Francis Sargent Conservation Award earned by BNRC

 

 

Last Tuesday, the Berkshire Natural Resources Council received the Francis W. Sargent Conservation Award from the Massachusetts Fisheries and Wildlife Board for its conservation of the Commonwealth’s natural resources and for its contributions to the sporting community.

 

Members of the BNRC, including Board Chairman Tim Crane of Windsor and President/CEO Tad Ames of Williamstown, were on hand to receive the award – a hand-carved wooden loon decoy created by Geoff Walker of Hank Walker Decoys of Newbury – at a ceremony held at the Steadman Pond Reserve, Monterey and Tyringham.  In addition to Chairman George Darey and the F&W Board, the ceremony included Division of Fisheries and Wildlife (DFW) Director Jack Buckley, Department of Fish and Game Commissioner George Peterson, other state officials and representatives from the sporting and conservation community.

 

The BNRC has been working for more than 45 years protecting the open spaces of Berkshire County to ensure the ecological integrity and public enjoyment of the region’s outdoor resources. It owns and manages 8,600 acres and protects an additional 10,011 acres through conservation restrictions.

 

Various user groups have benefitted substantially from the DFW/BNRC partnership.

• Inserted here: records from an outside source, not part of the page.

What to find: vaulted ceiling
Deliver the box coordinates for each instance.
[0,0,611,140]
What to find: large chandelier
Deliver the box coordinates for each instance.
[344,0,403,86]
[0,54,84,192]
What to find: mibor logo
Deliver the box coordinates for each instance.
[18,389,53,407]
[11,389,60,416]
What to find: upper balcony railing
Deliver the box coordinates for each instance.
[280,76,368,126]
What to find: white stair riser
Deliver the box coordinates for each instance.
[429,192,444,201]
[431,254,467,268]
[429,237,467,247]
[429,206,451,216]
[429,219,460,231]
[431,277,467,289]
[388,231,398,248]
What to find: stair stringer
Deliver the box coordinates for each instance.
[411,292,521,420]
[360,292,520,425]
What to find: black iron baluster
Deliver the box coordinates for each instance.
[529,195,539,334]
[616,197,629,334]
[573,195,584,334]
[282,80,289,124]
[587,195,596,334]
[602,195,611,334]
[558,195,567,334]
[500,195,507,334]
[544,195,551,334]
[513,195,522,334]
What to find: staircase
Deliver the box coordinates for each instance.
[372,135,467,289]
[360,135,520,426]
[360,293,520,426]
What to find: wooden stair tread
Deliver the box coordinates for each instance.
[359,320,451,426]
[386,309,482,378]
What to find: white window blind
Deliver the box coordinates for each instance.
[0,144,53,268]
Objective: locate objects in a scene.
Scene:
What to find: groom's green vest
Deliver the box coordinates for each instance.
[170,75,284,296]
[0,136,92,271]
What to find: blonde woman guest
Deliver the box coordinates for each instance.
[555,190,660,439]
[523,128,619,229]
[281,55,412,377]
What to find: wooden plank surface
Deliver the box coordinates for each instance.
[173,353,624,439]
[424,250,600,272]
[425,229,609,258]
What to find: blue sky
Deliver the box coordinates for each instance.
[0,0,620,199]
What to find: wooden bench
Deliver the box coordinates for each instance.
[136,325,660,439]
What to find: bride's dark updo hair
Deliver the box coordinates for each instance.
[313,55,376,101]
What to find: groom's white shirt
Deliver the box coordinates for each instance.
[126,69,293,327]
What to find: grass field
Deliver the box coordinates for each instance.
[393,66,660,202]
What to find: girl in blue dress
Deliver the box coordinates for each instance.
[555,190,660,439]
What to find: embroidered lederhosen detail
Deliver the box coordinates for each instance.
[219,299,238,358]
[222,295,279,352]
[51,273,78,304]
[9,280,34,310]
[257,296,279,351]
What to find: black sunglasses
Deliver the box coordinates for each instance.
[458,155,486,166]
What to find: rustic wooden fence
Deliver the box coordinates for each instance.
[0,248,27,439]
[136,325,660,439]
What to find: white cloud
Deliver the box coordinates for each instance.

Thousands of acres in Berkshire County have been opened for hunting, fishing, trapping, hiking, bird watching, etc. as a result of that cooperation.   The importance of hunter access is becoming ever more apparent as wildlife populations expand and proper management is required to maintain social and ecological tolerance.

 

Several wonderful speeches praising the great accomplishments of BNRC were delivered by the above mentioned dignitaries.   Let me quote what Tad Ames said when accepting the award:

 

“I’m just delighted to be able to accept this honor on behalf of the entire BNRC family, its Board of Directors, our staff and our many, many generous and compassionate supporters who really make everything we do possible.   This award is about history and what we and the DFW have done together, which has been defined by friendship and trust and nurtured over the years.  That friendship is one of utter reliance between the staff of the BNRC and the incredible staff at the DFW Western District.”

 

“It is also about saluting the sister agencies under the Mass Executive Office of Environmental and Energy Affairs, the Dept. of Agricultural Resources that protected many great farms in Berkshire County and the Dept. of Conservation and Recreation and its land acquisition team.”

 

“This award means that Berkshire County not only is a much better place to live, and visit and work, whether you are an animal or human, but that it will continue to be so.  We have no intention of resting on our laurels.  The DFW’s and BNRC’s core values are access to land for public use and enjoyment.  We do not conserve land so that we can put it in a glass case and observe how wonderful it is and pat ourselves on our backs for having set it aside.  We work together to conserve land so that people can feel the touch of bark under their hands, so that they can be startled when a grouse explodes from the brush, so that they can taste the sweet corn or the venison stew, so that they can see the wind in the canopy.   If we can’t get people out on the land and enjoying it and becoming richer for the experience, then we have not accomplished our whole job”.

 

“That is how we feel and we know we have great partners who feel that way, too.  Not only at the state agencies but at the statewide conservation organizations and local land trusts.  We at the BNRC have a vision for what this award means and what it will mean going ahead.  We want to see our great state wildlife management areas, state forests, farm blocks and land trust properties not as isolated islands of conservation but part of an uninterrupted and continuous network of conservation land that offers safe and healthy passage for animals or even plants that seek to adapt to a changing climate.  A continuous network that offers pathways from my house to yours, from town into nature and back again so that men, women and children alike can walk with a hiking stick in their hand or a fishing pole.  So that they can walk with a hunting bow, a pair of binoculars, camera or calipers and that they do so with a fine awareness of how much all of us depend on the benefits from nature and how deep our obligation to care for it.”

 

“We call this vision of a continuous, uninterrupted network threaded by paths, the Berkshire High Roads.    The Francis Sargent Conservation Award is not only about celebrating all that we have done together in laying the cornerstone over the last 50 years, but that we are rededicating ourselves for the next 50 years to finish the job that we have all done so much to advance.”

 

Wow!  This wonderful acceptance speech was delivered from the top of his head without the use of notes. *****

 

After 9 years with the Western District Office of the DFW, Aquatic Biologist Dana Ohman will be leaving to take on a new job with The Nature Conservancy in Ohio working with the Stream and Wetland Mitigation Program.  In her announcement, she stated that it was not an easy decision because she genuinely respected and enjoyed working with everyone in the Division.    Her last day in the office will be October 9, following the fall trout stockings.

 

On behalf of the local anglers, many thanks Dana for your hard work in keeping an ample supply of trout available for our pleasure.  Thanks also for your various presentations to the classrooms and meetings of Taconic Trout Unlimited.